Hai kur mamashu chis / I want to tell you a story
Hai kur mamashu chis was first published as a bilingual Spanish/English edition in Chile in 2005, and it quickly sold out. I am pleased to announce that we were able to publish an English-language edition here in North America in the fall of 2013.
Hai kur mamášu čis, or “I want to tell you a story,” is how the Yagán (or Yámana) people of southernmost Patagonia used to refer to their story-telling.
Hai kur mamášu čis is the time when the birds used to be humans, and perhaps also the time before there was an understanding of all that exists, of even ourselves. The deeds in these stories – the values and anti-values, the tricks and heroic actions – all lead to the transformations, to the idea of some sort of beginning.
Hai kur mamášu čis is ancient wisdom, stories passed down orally since the beginning of time by the ancestors, and passed down today through the voices of the grandmothers Úrsula Calderón and Cristina Calderón.
Hai kur mamashu chis means “I want to tell you a story” in the Yagán language. It is a collection of tales that Cristina Calderón and her late sister heard in their native Yagán language as children, and that they have told to their granddaughter Cristina Zárraga in Spanish. Each story is accompanied by a lovely woodcut illustration by the Chilean artist Jimena Saiter.
The grand launch of Hai kur mamashu chis took place at the de Young Museum of Fine Art in San Francisco in September, 2013, with tour dates following across the country through winter 2013 and the spring of 2014.

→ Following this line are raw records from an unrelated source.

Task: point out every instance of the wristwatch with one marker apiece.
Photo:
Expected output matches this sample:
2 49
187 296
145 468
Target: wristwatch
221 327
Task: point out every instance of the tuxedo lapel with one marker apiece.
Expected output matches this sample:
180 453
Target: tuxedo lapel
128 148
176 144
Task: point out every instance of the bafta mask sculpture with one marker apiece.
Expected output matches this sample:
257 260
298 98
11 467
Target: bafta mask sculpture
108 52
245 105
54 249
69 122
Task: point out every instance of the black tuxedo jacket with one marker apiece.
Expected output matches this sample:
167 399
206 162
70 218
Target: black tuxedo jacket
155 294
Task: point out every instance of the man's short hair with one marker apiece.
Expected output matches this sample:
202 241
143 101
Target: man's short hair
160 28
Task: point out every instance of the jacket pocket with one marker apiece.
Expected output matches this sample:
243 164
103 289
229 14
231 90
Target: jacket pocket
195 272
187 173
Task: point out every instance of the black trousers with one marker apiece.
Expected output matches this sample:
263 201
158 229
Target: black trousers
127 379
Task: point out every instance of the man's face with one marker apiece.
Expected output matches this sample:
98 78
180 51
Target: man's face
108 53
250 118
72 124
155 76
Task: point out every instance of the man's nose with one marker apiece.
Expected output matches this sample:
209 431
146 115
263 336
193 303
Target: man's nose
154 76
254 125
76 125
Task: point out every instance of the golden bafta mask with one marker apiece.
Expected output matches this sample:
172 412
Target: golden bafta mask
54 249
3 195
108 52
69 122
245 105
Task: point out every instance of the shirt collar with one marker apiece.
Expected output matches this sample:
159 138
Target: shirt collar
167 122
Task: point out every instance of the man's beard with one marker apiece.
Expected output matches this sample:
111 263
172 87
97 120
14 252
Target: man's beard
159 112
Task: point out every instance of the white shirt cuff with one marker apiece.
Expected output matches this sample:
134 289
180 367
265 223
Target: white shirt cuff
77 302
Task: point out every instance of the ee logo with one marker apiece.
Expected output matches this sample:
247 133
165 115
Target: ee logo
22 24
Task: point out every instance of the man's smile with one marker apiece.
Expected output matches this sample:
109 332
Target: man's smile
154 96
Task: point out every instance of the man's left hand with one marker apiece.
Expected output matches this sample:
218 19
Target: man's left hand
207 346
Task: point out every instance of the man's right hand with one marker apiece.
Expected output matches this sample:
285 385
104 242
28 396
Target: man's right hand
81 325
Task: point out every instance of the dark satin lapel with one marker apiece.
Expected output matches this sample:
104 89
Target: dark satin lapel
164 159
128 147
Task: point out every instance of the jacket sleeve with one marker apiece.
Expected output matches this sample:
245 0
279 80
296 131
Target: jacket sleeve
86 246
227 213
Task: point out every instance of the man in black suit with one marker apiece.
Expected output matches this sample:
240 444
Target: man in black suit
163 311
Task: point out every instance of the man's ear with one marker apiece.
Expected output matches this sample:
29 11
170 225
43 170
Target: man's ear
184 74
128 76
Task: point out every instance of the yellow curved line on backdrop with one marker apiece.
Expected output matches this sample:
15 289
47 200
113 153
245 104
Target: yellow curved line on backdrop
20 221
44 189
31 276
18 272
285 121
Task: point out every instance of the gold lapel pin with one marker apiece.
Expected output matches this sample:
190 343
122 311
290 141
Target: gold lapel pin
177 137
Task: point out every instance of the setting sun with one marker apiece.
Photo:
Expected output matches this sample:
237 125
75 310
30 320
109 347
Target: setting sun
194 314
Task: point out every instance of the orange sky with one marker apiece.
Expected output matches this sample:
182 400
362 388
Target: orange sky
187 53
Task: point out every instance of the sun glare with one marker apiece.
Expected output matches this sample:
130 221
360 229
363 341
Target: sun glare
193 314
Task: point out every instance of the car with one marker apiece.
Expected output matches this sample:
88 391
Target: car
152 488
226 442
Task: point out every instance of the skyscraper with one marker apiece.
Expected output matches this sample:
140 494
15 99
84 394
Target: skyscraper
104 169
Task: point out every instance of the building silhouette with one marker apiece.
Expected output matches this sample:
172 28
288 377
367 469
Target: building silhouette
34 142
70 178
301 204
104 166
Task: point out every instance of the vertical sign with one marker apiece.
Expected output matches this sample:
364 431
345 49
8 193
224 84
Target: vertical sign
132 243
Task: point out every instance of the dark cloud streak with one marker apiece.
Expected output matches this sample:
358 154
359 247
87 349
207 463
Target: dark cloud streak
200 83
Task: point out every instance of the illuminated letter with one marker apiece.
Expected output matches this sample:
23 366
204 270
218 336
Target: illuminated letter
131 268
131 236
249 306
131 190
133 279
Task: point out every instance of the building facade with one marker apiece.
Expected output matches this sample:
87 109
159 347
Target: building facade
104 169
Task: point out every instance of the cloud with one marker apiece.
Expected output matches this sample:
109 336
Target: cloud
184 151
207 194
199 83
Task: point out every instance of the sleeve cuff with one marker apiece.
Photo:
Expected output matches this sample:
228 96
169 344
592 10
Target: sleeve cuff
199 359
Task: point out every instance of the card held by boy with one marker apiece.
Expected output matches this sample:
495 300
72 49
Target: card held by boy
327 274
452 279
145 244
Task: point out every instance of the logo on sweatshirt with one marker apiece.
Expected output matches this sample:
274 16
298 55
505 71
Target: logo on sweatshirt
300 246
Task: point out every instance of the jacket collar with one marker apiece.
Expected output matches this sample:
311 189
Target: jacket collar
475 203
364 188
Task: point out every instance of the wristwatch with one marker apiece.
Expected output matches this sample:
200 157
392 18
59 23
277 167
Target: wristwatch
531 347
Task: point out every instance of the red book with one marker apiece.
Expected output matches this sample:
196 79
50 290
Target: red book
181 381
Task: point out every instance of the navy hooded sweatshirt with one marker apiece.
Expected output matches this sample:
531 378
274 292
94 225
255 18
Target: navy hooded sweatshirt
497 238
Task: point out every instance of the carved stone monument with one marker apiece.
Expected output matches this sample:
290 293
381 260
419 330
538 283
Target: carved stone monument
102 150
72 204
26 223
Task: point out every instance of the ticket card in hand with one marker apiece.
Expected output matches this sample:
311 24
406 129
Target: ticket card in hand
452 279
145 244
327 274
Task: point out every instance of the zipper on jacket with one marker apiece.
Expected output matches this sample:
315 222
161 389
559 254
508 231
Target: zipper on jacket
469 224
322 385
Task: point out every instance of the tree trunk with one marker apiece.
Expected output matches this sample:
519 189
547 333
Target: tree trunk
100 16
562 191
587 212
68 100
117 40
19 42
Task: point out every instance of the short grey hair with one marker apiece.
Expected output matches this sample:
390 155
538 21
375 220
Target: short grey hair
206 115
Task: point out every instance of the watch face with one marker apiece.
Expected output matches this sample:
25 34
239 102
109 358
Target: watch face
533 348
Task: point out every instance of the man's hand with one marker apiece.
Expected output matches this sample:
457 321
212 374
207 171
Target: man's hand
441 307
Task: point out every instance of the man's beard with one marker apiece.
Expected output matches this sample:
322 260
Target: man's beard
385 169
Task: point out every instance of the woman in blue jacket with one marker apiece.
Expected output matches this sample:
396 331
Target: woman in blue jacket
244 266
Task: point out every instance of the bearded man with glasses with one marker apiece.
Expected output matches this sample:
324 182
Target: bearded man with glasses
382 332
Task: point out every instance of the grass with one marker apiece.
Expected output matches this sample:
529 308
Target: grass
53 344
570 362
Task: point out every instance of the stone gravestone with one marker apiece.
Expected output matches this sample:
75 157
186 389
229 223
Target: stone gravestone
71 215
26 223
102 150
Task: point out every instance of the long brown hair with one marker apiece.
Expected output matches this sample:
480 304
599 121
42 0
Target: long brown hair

Hai kur mamashu chis is available directly through me, as well as on Amazon, and through your local book store. Please contact me directly to order a signed copy.
Hai kur mamashu chis: I want to tell you a story
By Cristina Zárraga
Translated to English by Jacqueline Windh
Published by Ediciones Pix, through the CreateSpace Independent Publishing Platform, USA, 2013
Paperback, 88 pages with woodcut illustrations
ISBN 978-1492180593 $18
__________________
The Yagán People
The Yagán of Patagonia, the southernmost indigenous group in the world, were a canoe-going people. Their traditional territory is the cold and turbulent waters south of Tierra del Fuego, and the islands southward all the way to Cape Horn.
The Patagonian landscape is reminescent of North America’s Pacific northwest. Yagán territory is the same latitude south of the equator as Sitka, Alaska, is to the north. Narrow canals and inlets cut the steep forested shores into a jigsaw puzzle of peninsulas and islands. Snow-capped mountains hang overhead, spawning glaciers which descend to the sea and feed icebergs into the fiords.
It was through these waters that, for thousands of years, the Yagán – fishers, hunters, nomadic families – paddled tiny canoes stitched together from strips of bark of the coigüe tree. They slept in huts covered with sea-lion skins or branches, which they could construct quickly upon stopping at a beach for the night. They carried their fire in their canoes with them, smouldering upon a bed of mud and sand. The women typically paddled the canoes, and swam naked in the frigid waters to anchor the canoes in kelp beds, and gathered foods such as berries and shellfish. The men were typically the hunters, going after sea-lions or fish from the canoes, or hunting in the hills for guanaco, a type of wild llama.
The Yagán language is rich in its range and complexity. Cristina Calderón is its only remaining native speaker, and she is also the last pure-blooded member of the Yagán people.
Today, an international border passes through the core of traditional Yagán territory, down the centre of the Beagle Channel. A few dozen descendents of the Yagán people (sometimes also refered to as Yámana) live on the Chilean side of that border, on Navarino Island, in a small village called Ukika.